In other words, **this is going to be the most complex part of the computation**.
To recap, we compute purchase cost / acquisition cost as follows:
- Account for existing sell transactions, depleting units, starting from initial purchase transaction; until total units add up to all units sold so far.
- Start adding up units from this date, till it adds up to total available LTCG-eligible units.
---
#### A Special Case
Luckily, we have a special scenario on our hands.
In our case, if you notice the units sold and LTCG-eligible units in the column, investor has either never sold any units from their current holdings in a specific fund; or they've completely sold off all their units in that specific fund.
Which means, for funds where there are LTCG eligible units; we **do NOT need to account for previous sell transactions**.
In other words, one can start adding up the purchase transaction costs from the very first purchase.
This won't be the case for a typical CSV transaction dumps for most investors.
### Grandfathering LTCG Computations
We've so far carefully avoided discussing the _grandfathering_ clause in equity LTCG computation.
Union budget 2018, defined purchase price of equity, for LTCG computation as higher of price _as on_ 31st January 2018, or actual purchase price - if units were bought before this date.
To factor this in, we'd need information on NAV price as on 31st January, for each of the funds present in the CSV transaction dump, which has LTCG-eligible units.
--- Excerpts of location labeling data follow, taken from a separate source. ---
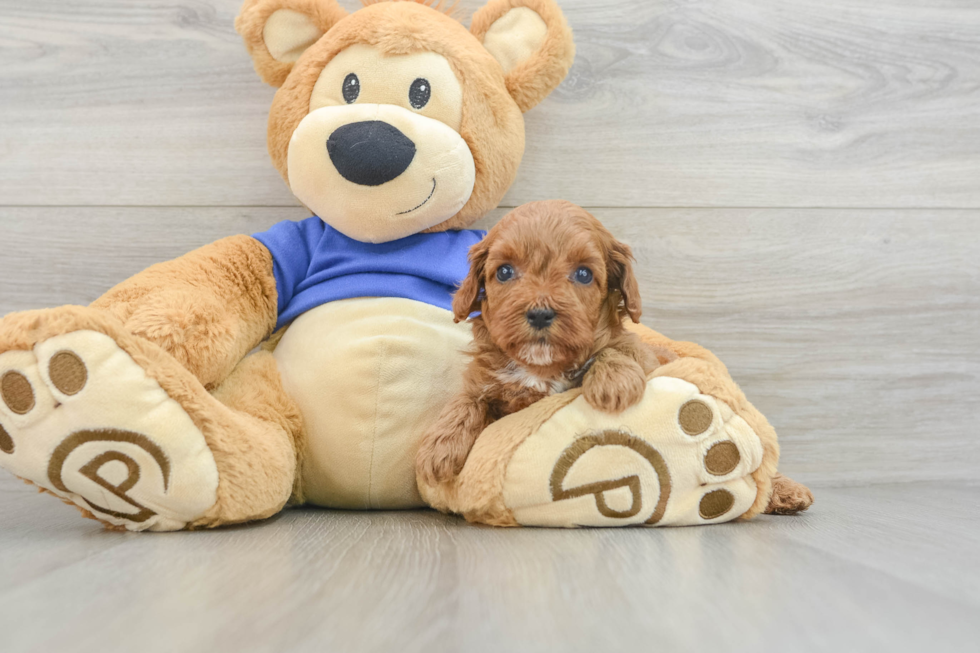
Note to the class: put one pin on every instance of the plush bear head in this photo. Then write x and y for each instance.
(396, 119)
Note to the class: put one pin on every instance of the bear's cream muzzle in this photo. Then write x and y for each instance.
(379, 172)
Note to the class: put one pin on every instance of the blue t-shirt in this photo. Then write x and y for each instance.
(315, 264)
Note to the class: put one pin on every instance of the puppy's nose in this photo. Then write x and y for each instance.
(370, 153)
(540, 318)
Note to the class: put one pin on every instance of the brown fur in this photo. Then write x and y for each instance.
(531, 81)
(207, 308)
(492, 125)
(788, 497)
(544, 242)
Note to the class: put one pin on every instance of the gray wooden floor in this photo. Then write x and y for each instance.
(801, 183)
(889, 567)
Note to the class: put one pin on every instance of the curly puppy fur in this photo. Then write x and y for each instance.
(553, 288)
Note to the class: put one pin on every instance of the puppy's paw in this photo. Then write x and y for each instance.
(614, 388)
(441, 459)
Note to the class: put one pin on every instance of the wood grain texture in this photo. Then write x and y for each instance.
(314, 580)
(868, 103)
(854, 332)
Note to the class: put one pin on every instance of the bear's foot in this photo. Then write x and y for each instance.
(682, 456)
(679, 457)
(82, 420)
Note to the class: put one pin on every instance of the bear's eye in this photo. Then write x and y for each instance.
(419, 93)
(582, 275)
(351, 88)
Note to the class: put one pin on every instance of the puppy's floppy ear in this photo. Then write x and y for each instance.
(532, 42)
(277, 32)
(467, 299)
(622, 278)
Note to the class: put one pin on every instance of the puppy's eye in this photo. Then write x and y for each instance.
(419, 93)
(351, 88)
(505, 273)
(582, 275)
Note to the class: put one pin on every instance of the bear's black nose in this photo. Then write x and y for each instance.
(370, 153)
(540, 318)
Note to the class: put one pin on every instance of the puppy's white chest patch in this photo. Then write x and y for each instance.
(515, 374)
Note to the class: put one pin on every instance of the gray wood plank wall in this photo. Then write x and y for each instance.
(801, 182)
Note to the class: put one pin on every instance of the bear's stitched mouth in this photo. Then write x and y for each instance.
(431, 193)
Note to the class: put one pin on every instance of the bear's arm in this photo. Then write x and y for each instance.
(208, 308)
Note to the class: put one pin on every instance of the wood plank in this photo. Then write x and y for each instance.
(419, 581)
(870, 103)
(855, 332)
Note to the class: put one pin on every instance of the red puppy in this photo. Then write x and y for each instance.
(553, 287)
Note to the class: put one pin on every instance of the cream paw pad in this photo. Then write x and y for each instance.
(678, 457)
(81, 419)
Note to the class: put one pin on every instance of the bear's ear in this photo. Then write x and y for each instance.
(531, 41)
(277, 32)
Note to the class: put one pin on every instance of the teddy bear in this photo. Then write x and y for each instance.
(302, 365)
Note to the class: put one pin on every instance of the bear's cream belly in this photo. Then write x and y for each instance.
(369, 375)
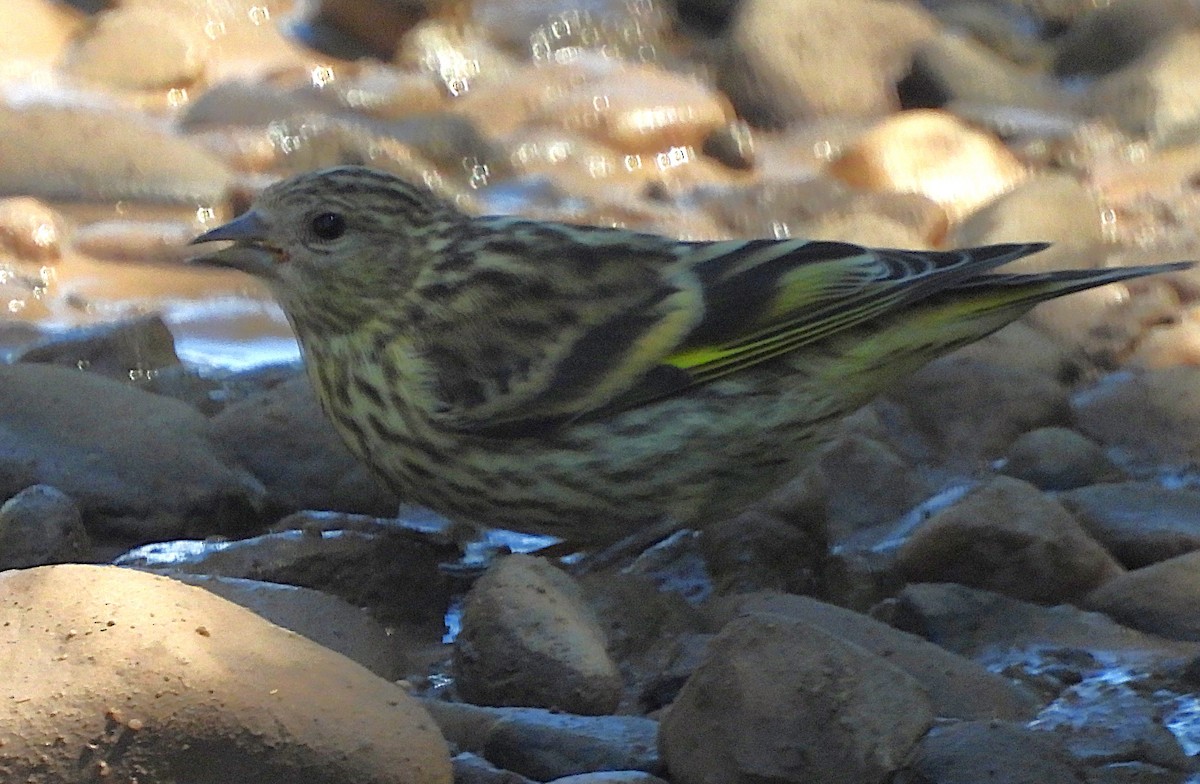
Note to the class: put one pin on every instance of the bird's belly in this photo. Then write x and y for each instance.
(695, 459)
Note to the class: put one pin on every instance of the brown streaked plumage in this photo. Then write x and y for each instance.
(586, 382)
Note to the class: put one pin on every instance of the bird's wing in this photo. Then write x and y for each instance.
(655, 318)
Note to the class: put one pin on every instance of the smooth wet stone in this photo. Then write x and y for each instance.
(869, 484)
(1155, 96)
(779, 699)
(142, 467)
(1162, 598)
(991, 628)
(529, 639)
(1048, 208)
(391, 570)
(1059, 459)
(995, 752)
(972, 405)
(1138, 522)
(958, 687)
(544, 744)
(124, 351)
(1152, 416)
(34, 34)
(1110, 36)
(118, 675)
(640, 109)
(547, 30)
(41, 525)
(321, 617)
(1006, 536)
(955, 67)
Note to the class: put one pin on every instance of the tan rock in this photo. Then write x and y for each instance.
(118, 674)
(935, 154)
(34, 34)
(138, 48)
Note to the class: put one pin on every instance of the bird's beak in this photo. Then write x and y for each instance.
(250, 251)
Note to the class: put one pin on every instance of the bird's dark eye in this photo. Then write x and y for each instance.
(328, 226)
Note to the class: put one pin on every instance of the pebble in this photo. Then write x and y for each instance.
(1152, 97)
(151, 680)
(1111, 36)
(138, 48)
(958, 688)
(976, 410)
(700, 119)
(935, 154)
(1151, 416)
(76, 153)
(1159, 598)
(772, 689)
(124, 351)
(393, 570)
(1137, 521)
(41, 525)
(1001, 752)
(790, 60)
(997, 629)
(33, 35)
(328, 621)
(87, 436)
(30, 229)
(1007, 537)
(544, 744)
(1059, 459)
(529, 639)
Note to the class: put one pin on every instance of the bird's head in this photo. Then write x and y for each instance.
(335, 238)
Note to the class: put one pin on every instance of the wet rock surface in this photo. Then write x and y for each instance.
(988, 575)
(528, 638)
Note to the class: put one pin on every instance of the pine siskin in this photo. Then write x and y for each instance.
(588, 382)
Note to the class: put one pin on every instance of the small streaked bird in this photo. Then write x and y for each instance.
(586, 382)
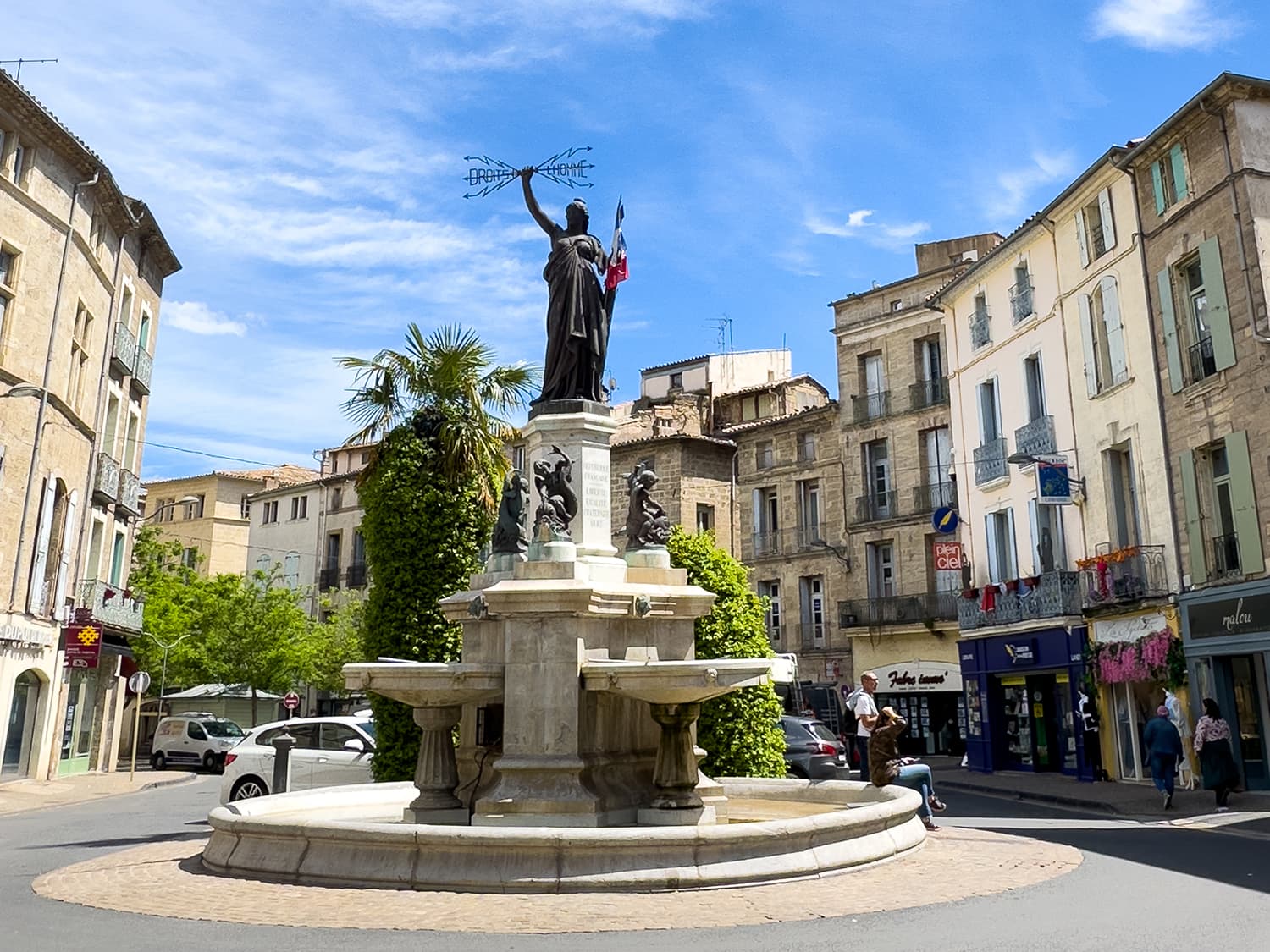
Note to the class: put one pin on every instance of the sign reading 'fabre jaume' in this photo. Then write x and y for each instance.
(1229, 616)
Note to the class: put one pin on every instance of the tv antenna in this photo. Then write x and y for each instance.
(18, 74)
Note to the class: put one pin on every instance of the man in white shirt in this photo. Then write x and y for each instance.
(866, 716)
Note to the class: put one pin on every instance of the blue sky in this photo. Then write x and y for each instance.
(305, 162)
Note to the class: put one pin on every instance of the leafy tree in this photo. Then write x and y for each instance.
(741, 731)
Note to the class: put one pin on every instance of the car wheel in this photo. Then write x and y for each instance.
(249, 789)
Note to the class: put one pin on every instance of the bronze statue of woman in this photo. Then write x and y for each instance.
(577, 314)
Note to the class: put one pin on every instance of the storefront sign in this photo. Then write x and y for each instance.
(83, 647)
(1229, 616)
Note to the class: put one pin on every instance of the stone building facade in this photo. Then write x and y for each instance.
(81, 274)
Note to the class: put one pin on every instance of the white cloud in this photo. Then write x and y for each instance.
(1162, 25)
(198, 317)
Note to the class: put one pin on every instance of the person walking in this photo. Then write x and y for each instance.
(889, 767)
(1163, 746)
(1216, 761)
(866, 716)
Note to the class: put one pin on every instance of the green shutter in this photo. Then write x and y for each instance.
(1175, 159)
(1157, 182)
(1173, 349)
(1218, 311)
(1244, 502)
(1194, 528)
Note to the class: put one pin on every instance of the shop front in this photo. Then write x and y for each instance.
(1226, 634)
(1023, 693)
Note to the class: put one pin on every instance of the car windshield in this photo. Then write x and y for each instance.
(223, 729)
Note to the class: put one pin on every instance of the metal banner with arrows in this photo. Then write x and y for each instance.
(488, 175)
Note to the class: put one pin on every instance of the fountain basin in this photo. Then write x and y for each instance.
(347, 837)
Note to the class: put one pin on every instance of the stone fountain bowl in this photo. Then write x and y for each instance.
(348, 837)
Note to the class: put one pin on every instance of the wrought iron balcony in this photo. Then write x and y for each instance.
(899, 609)
(870, 406)
(929, 393)
(980, 330)
(1226, 556)
(124, 355)
(144, 368)
(876, 507)
(111, 606)
(990, 461)
(1021, 301)
(1056, 596)
(1127, 574)
(130, 493)
(931, 497)
(106, 482)
(1036, 438)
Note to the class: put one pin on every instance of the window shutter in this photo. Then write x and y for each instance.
(1091, 366)
(37, 593)
(1175, 159)
(1218, 310)
(64, 566)
(1114, 327)
(1107, 223)
(1157, 183)
(1168, 320)
(1194, 528)
(1244, 502)
(1080, 238)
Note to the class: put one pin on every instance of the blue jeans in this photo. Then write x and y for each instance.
(919, 777)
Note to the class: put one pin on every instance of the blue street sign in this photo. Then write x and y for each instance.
(945, 520)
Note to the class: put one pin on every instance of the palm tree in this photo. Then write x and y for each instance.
(450, 388)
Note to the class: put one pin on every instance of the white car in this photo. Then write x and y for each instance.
(329, 751)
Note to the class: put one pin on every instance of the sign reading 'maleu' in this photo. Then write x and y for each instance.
(1229, 616)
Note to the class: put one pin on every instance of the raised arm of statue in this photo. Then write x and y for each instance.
(549, 226)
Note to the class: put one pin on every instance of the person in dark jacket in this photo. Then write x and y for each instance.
(886, 764)
(1163, 746)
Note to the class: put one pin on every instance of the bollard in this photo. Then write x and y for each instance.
(282, 746)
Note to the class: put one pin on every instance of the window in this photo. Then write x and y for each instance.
(705, 517)
(1002, 561)
(1095, 228)
(881, 565)
(1168, 179)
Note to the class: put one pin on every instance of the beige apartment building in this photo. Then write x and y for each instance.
(81, 273)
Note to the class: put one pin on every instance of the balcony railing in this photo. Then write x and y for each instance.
(980, 330)
(124, 355)
(870, 406)
(1057, 594)
(1201, 362)
(990, 461)
(142, 371)
(106, 482)
(1226, 556)
(1021, 301)
(111, 604)
(899, 609)
(927, 499)
(1124, 575)
(929, 393)
(130, 493)
(1036, 438)
(356, 575)
(876, 507)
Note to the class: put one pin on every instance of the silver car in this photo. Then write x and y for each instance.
(812, 751)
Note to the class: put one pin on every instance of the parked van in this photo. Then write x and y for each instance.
(193, 739)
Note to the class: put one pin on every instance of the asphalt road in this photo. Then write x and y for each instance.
(1140, 888)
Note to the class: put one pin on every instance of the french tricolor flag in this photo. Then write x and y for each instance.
(617, 273)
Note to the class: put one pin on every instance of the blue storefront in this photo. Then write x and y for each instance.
(1023, 695)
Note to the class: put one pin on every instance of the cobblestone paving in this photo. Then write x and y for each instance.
(167, 880)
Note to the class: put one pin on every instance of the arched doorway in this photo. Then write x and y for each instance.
(20, 738)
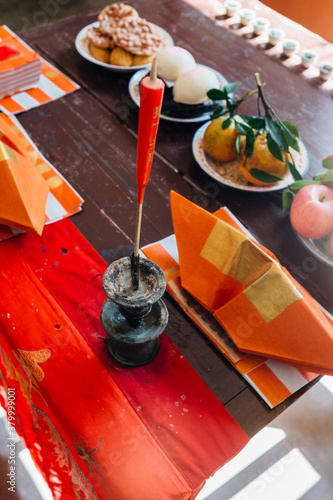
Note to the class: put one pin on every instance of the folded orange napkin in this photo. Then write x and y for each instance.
(258, 303)
(23, 191)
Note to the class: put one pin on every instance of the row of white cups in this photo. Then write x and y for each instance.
(276, 36)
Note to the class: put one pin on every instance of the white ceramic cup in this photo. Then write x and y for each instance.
(260, 25)
(309, 57)
(246, 16)
(232, 7)
(275, 35)
(290, 47)
(326, 70)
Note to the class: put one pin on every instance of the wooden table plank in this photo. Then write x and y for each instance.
(90, 136)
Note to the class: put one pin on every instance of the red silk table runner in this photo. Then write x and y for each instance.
(95, 428)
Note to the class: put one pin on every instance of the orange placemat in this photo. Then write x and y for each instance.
(51, 85)
(95, 428)
(63, 201)
(273, 380)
The AMFI URL for latest NAV won't do.
Instead, we can use this URL for fetching historic data: `http://portal.amfiindia.com/DownloadNAVHistoryReport_Po.aspx?mf=<AMC Code>&tp=1&frmdt=31-Jan-2018&todt=31-Jan-2018`
This URL returns data in CSV format as before. However, it's specific to each AMC, identified by an AMC code.
An AMC code is a number, between 1 and 100. However, not all numbers between 1 and 100 correspond to a valid AMC code. You'd have to try out each number, and see which ones result in valid URLs that return data.
For example, Nippon AMC is identified by AMC code 21. This URL would return NAV history of all Nippon AMC funds, as on 31st January 2018: `http://portal.amfiindia.com/DownloadNAVHistoryReport_Po.aspx?mf=21&tp=1&frmdt=31-Jan-2018&todt=31-Jan-2018`
You can follow similar steps as earlier to incorporate data from this URL into your calculations.
---
# Wrapping Up
We won't be covering this calculation here, as it'd be quite complex.
It's left as an exercise to the reader; as it won't be of much value to do these with Excel / Spreadsheet, for most investors.
To achieve such conditional summing-up, one would most likely need to use `QUERY()` function, writing something akin to SQL queries.
It'd also be much harder to update or understand. for another person going through same excel sheet or spreadsheet; which would have such esoteric constructs.
At that point, using a for-loop equivalent in commonly used programming languages (Python / Node / Java / Ruby / Go etc.) would be much easier to reason about.
Another option would be to use GApps Script, in Google Sheets; which is basically JavaScript to program your sheets. However, we won't be covering that here.